To celebrate the 40th anniversary of the July 20, 1969, walk on the moon, NASA July 16 released newly restored video of mankind’s first excursion to the lunar surface. The initial release, part of an Apollo 11 moonwalk restoration project and posted on NASA’s Website, features 15 key moments from the trip.
“The restoration is ongoing and may produce even better video,” Richard Nafzger, an engineer at NASA’s Goddard Space Flight Center in Greenbelt, Md., said in a statement. “The restoration project is scheduled to be completed in September and will provide the public, future historians and the National Archives with the highest quality video of this historic event.”
That’s good, since apparently the original video is lost to history.

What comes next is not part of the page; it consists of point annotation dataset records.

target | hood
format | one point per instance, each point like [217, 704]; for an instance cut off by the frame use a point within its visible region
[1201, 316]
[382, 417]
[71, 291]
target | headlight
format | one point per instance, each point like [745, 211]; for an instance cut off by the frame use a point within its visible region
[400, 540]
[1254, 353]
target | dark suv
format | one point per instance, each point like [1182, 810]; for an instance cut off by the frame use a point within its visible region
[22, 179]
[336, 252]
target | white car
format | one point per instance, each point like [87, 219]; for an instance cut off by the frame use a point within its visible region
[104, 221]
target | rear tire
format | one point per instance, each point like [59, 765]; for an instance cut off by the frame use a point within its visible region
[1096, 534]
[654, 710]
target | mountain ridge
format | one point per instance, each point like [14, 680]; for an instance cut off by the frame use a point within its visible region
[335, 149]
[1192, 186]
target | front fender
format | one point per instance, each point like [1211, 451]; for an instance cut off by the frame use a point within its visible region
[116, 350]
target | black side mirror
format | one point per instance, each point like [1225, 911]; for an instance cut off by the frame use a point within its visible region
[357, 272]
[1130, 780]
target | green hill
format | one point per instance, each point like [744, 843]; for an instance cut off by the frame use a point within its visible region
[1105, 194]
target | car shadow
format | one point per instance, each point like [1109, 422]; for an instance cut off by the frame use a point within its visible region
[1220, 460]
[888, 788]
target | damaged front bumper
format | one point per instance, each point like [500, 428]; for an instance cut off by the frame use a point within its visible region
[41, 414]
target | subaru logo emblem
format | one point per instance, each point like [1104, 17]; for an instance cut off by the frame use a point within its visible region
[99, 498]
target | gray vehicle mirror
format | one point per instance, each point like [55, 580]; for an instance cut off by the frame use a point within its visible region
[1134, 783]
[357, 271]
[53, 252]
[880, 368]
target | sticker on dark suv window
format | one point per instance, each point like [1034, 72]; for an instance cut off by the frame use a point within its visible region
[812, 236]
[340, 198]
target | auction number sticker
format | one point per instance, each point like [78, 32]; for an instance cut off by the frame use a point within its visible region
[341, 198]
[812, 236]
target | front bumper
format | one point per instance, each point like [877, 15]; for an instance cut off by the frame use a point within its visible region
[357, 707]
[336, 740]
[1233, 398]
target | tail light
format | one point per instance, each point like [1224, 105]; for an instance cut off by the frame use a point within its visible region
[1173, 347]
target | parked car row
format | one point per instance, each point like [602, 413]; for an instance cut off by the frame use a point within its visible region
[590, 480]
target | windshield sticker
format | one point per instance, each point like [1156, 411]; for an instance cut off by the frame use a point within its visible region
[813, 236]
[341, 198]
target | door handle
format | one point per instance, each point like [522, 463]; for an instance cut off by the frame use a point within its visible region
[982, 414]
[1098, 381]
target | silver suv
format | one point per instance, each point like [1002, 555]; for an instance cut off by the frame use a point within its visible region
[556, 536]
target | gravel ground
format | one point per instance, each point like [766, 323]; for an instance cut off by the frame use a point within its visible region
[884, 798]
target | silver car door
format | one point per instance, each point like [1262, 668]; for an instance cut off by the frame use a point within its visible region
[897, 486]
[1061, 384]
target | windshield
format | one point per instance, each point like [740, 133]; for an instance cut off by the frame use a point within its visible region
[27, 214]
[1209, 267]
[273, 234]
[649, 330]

The black-and-white images of Neil Armstrong and Buzz Aldrin descending and walking on the moon were provided by a single small video camera aboard the lunar module. The camera used a nonstandard scan format that commercial television could not broadcast, so NASA used a scan converter to optically and electronically adapt these images to a standard U.S. broadcast TV signal.

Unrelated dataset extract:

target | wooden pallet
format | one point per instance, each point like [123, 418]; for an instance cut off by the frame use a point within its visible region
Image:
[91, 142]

The tracking stations converted the signals and transmitted them using microwave links, Intelsat communications satellites and AT&T analog landlines to Mission Control in Houston. NASA engineers recorded the data beamed to Earth from the lunar module onto 1-inch telemetry tapes. The tapes were recorded as a backup if the live transmission failed or if the Apollo Project needed the data later. Each tape contained 14 tracks of data, including bio-medical, voice and other information; one channel was reserved for video.

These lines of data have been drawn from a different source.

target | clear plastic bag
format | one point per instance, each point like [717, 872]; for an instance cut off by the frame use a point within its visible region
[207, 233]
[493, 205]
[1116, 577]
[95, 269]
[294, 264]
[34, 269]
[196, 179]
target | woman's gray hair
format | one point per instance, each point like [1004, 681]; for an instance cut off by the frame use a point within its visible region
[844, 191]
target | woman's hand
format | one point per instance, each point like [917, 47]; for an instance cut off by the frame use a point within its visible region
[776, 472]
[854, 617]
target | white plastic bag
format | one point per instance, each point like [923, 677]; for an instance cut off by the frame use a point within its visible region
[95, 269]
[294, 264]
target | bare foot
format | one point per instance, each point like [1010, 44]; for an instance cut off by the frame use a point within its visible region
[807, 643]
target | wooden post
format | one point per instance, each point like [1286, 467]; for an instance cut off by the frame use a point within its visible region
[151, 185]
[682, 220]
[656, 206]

No one has seen those telemetry tapes for years, and NASA has conceded they are probably lost forever, most likely written over years ago.
For the restoration project, a team of Apollo-era engineers who helped produce the 1969 live broadcast of the moonwalk acquired broadcast-format video from a variety of sources. These included a copy of the tape recorded at NASA’s Sydney, Australia, video switching center; original broadcast tapes from the CBS News archive recorded via direct microwave and landline feeds from NASA’s Johnson Space Center in Houston; and kinescopes found in film vaults at the Johnson Space Center.
The restoration was done by Lowry Digital, of Burbank, Calif., which specializes in restoring aging Hollywood films and video. Lowry took the highest-quality video available from the recordings, selected the best for digitization and significantly enhanced the video using the company’s proprietary software technology and other restoration techniques.
Under the initial effort, Lowry restored 15 scenes representing the most significant moments of the 3.5 hours that Armstrong and Aldrin spent on the lunar surface.